To create a TrackEngine instance use the following global factory functions

  • ITrackEngine tsdk::createTrackEngine(fsdk::IFaceEngine engine, const char configPath, vsdk::IVehicleEngine vehicleEngine = nullptr, const fsdk::LaunchOptions *launchOptions = nullptr)

    • engine - pointer to FaceEngine instance (should be already initialized)
    • configPath - path to TrackEngine config file
    • vehicleEngine - pointer to the VehicleEngine object (if with vehicle logic)
    • launchOptions - launch options for sdk functions
    • return value - pointer to ITrackEngine
  • ITrackEngine tsdk::createTrackEngine(fsdk::IFaceEngine engine, const fsdk::ISettingsProviderPtr& provider, vsdk::IVehicleEngine vehicleEngine = nullptr, const fsdk::LaunchOptions launchOptions = nullptr)

    • engine - pointer to FaceEngine instance (should be already initialized)
    • provider - settings provider with TrackEngine configuration
    • vehicleEngine - pointer to the VehicleEngine object (if with vehicle logic)
    • launchOptions - launch options for sdk functions
    • return value - pointer to ITrackEngine

It is not recommended to create multiple TrackEngine instances in one application.

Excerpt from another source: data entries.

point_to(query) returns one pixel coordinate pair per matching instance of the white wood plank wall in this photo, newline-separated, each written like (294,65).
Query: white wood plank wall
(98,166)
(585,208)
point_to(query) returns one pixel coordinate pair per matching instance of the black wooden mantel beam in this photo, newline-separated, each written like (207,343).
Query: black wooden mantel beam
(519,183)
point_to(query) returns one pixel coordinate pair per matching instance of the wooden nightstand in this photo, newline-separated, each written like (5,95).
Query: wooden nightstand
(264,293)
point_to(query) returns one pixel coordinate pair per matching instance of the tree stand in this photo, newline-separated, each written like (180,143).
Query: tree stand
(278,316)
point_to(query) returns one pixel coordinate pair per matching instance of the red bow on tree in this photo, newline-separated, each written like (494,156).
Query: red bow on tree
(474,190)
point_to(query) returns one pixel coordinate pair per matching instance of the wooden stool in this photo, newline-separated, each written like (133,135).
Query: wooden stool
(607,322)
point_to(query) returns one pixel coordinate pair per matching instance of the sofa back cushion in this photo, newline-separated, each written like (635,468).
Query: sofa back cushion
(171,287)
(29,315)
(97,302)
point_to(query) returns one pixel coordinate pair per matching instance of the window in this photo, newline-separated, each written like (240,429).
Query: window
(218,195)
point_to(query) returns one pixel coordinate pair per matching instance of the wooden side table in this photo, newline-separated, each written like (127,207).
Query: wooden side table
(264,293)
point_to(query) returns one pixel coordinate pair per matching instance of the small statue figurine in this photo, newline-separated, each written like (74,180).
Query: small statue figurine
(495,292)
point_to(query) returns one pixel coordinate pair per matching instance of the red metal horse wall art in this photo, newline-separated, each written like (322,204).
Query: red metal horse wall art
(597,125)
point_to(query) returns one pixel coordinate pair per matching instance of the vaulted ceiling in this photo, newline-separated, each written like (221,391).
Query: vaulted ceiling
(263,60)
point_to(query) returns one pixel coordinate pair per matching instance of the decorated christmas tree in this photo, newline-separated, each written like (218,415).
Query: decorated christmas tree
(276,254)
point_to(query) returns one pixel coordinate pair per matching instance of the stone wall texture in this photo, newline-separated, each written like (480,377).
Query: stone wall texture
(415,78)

In the end of processing user must call ITrackEngine stop method.

  • void ITrackEngine::stop() Stops processing.

The main interface to TrackEngine is Stream - an entity to which you submit video frames. To create a stream use the following TrackEngine method

  • IStream* ITrackEngine::createStream()

    • return value - pointer to IStream

You can create multiple streams at once if required (in cases when you would like to track faces from multiple cameras). In each stream the engine detects faces and builds their tracks. Each face track has its own unique identifier. It is therefore possible to group face images belonging to the same person with their track ids. Please note, tracks may break from time to time either due to people leaving the visible area or due to the challenging detection conditions (poor image quality, occlusions, extreme head poses, etc).

The frames are submitted on a one by one basis and each frame has its own unique id.

  • bool IStream::pushFrame(const fsdk::Image &frame, uint32_t frameId, tsdk::AdditionalFrameData *data) Pushes a single frame to the stream buffer.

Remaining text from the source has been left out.